But you know what they say, the road to hell is paved with good intentions. The government has a history of making laws that seem to be well intended that end up being exploited because they're overreaching while saying "oh, we don't mean that, we'll never enforce it in that way."

They also have a history of pushing through unpopular legislation by tacking it onto bills they can force it through with by holding congress over a barrel. "If you want this, you have to agree to this too." I view this as malpractice and a corrupt way of introducing legislation, but this seems to be an accepted way of behaving which leaves me aghast every time I see it.
> I disagree with gun registries being a precursor to confiscation and prosecution.

I have two friends who openly advocate for this method of removing guns from the US. Regardless, I think this is something gun owners fear. When Canada had a registration list, it seized weapons that were legal when purchased and later made illegal by bureaucratic decision, without compensation.

Indeed. I've also known people who had legally owned antique weapons they'd been grandfathered by deceased parents illegally seized and had to fight through the courts to get them back. They got them back eventually, but not everyone is that lucky.
>I disagree with gun registries being a precursor to confiscation and prosecution.

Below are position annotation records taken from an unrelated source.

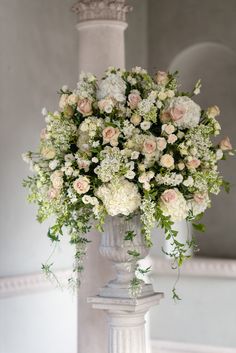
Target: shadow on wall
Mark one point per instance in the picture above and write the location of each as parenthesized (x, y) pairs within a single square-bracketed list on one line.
[(215, 64)]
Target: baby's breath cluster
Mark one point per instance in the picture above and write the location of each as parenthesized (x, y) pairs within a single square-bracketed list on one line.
[(125, 144)]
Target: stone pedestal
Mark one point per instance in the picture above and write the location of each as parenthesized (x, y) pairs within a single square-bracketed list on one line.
[(126, 321), (101, 25)]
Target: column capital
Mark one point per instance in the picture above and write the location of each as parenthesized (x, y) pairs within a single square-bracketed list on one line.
[(101, 10)]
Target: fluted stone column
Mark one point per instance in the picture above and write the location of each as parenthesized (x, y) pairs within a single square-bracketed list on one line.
[(101, 26)]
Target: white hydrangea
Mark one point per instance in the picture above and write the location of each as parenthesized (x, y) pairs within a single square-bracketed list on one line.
[(191, 112), (121, 197), (198, 204), (172, 179), (173, 204), (112, 86)]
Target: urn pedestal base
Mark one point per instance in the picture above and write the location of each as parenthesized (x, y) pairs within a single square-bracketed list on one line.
[(126, 321)]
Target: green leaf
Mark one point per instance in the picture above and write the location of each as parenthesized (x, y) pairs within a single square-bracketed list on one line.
[(133, 253), (129, 235)]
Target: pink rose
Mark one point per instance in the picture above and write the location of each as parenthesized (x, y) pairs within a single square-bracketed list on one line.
[(172, 138), (193, 163), (53, 193), (81, 185), (110, 135), (149, 146), (84, 106), (134, 99), (177, 112), (161, 143), (168, 196), (165, 117), (167, 161), (161, 77), (225, 144), (106, 105)]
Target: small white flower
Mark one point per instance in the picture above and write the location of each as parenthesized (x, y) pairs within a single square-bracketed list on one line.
[(219, 154), (44, 111), (53, 164), (64, 88), (188, 182), (159, 104), (95, 160), (95, 144), (130, 174), (145, 125)]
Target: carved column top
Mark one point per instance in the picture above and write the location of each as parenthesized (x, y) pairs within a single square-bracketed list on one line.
[(101, 10)]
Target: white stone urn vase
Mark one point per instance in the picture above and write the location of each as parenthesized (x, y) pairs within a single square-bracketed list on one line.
[(118, 250)]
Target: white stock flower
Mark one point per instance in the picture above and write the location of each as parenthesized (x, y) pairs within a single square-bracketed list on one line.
[(112, 86), (119, 198), (53, 164)]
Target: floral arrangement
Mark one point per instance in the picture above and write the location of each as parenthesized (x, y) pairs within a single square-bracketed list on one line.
[(125, 144)]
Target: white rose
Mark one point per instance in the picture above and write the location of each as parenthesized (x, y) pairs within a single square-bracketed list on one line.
[(56, 179), (167, 161), (184, 112), (145, 125), (173, 204), (81, 185)]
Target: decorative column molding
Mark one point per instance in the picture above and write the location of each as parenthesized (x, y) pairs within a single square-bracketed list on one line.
[(101, 26), (101, 10), (126, 321)]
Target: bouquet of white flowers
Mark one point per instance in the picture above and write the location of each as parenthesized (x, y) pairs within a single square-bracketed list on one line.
[(125, 144)]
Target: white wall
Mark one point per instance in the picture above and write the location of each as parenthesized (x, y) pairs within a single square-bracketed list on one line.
[(198, 38), (38, 55)]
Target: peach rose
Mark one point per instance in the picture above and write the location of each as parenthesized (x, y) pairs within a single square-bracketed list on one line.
[(161, 143), (165, 117), (72, 99), (56, 179), (172, 138), (106, 105), (135, 119), (149, 146), (193, 163), (53, 193), (213, 111), (199, 198), (84, 106), (161, 77), (134, 99), (168, 196), (110, 135), (167, 161), (225, 144), (177, 113), (81, 185)]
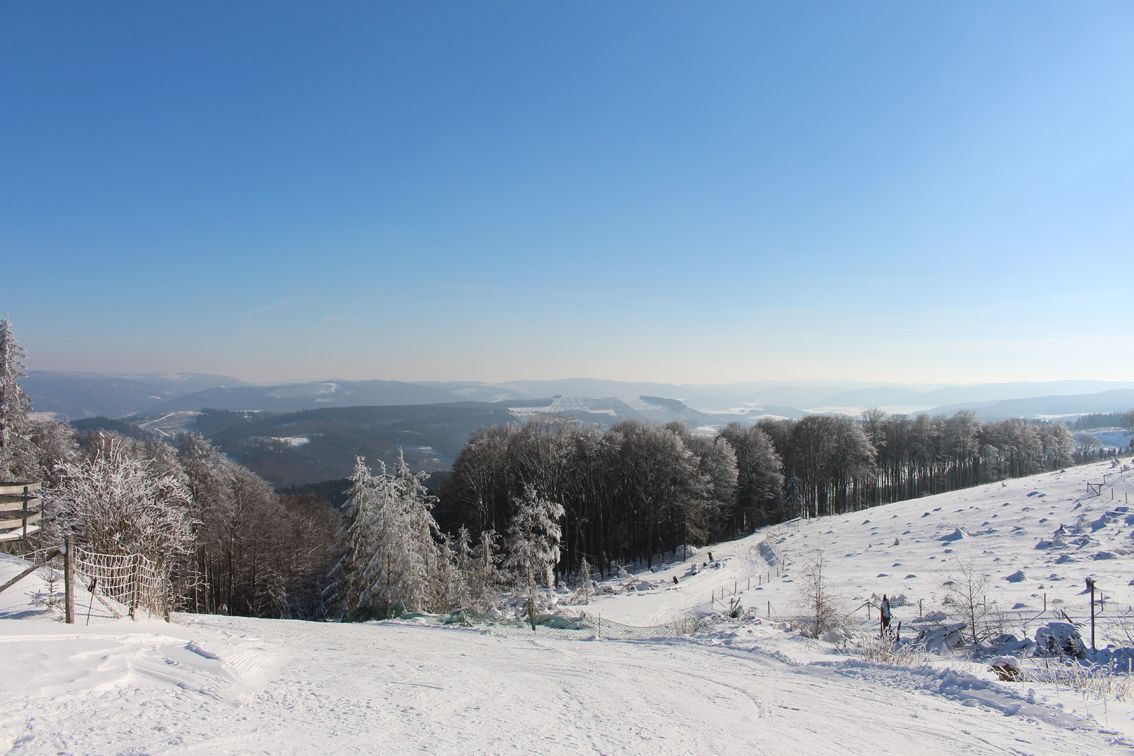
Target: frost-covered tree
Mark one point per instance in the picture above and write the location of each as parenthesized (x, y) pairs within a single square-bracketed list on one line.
[(115, 502), (483, 575), (390, 559), (533, 544), (760, 476), (584, 584), (821, 609), (356, 570), (17, 452)]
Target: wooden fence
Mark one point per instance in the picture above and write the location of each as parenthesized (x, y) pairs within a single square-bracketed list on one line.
[(20, 510)]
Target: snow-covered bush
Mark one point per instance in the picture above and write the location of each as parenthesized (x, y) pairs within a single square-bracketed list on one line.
[(886, 651), (533, 544), (821, 612), (117, 503), (1059, 639)]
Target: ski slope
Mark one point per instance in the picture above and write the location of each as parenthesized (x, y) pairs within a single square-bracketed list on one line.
[(1035, 537), (234, 685), (222, 685)]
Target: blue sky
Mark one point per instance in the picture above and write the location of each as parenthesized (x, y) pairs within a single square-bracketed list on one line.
[(643, 190)]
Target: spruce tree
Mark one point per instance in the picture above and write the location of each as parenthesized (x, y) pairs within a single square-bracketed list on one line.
[(17, 452)]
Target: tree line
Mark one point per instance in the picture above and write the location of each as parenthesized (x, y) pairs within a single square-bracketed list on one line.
[(547, 500), (635, 491)]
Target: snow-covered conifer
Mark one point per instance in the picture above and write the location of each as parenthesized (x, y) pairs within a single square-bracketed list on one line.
[(17, 452), (533, 544)]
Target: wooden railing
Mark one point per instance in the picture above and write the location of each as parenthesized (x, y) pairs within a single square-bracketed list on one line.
[(20, 509)]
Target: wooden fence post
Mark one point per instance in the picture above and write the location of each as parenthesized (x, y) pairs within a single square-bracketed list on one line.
[(69, 578), (26, 495)]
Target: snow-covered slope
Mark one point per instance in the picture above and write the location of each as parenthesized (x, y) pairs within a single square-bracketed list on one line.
[(229, 685), (220, 685), (1035, 537)]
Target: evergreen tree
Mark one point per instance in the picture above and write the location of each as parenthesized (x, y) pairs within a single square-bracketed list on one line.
[(17, 452), (533, 544)]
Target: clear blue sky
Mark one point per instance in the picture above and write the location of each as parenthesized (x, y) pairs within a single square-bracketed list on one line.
[(701, 192)]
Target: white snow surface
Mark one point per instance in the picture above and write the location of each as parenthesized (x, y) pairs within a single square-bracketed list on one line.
[(234, 685)]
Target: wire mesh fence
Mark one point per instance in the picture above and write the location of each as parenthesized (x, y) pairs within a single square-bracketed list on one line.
[(32, 585), (129, 580)]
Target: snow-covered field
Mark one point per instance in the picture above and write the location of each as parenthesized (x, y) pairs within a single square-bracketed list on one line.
[(213, 684)]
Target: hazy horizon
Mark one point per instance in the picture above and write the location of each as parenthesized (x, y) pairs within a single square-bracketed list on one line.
[(882, 193)]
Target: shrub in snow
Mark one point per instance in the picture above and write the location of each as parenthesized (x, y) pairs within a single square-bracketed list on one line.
[(821, 611), (938, 638), (533, 544), (1059, 639), (118, 503), (1007, 668)]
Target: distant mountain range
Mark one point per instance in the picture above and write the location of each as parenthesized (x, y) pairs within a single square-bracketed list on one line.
[(87, 395), (299, 433)]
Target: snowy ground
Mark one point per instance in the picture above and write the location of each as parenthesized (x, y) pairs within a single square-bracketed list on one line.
[(236, 685), (212, 684)]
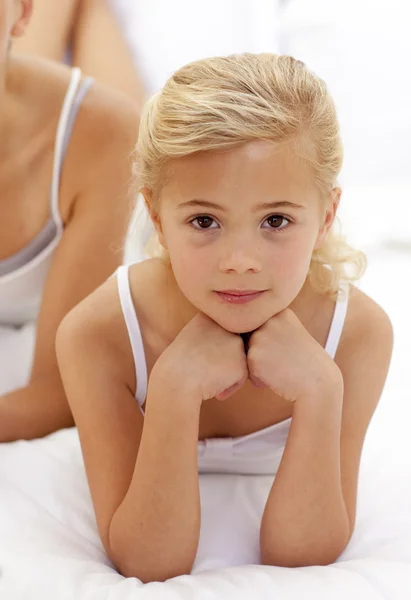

So gun owners shouldn't fear gun registries as a precursor to prosecution?

Yet in the very next sentence you advocate for prosecuting gun owners under a strict liability that holds them responsible for anything that happens using their gun.

>But you know what they say, the road to hell is paved with good intentions.

I'd say you've already gone too far when you criminalize someone getting their property stolen.

Why shouldn't you be held under strict liability for anything that happens using your gun? It is a tool for killing. If it is used to kill someone because you didn't store it responsibly, it was stolen and you didn't report it stolen, why exactly shouldn't you be held accountable for your part in that? You were accessory to a crime by your negligence to store your weapon responsibly.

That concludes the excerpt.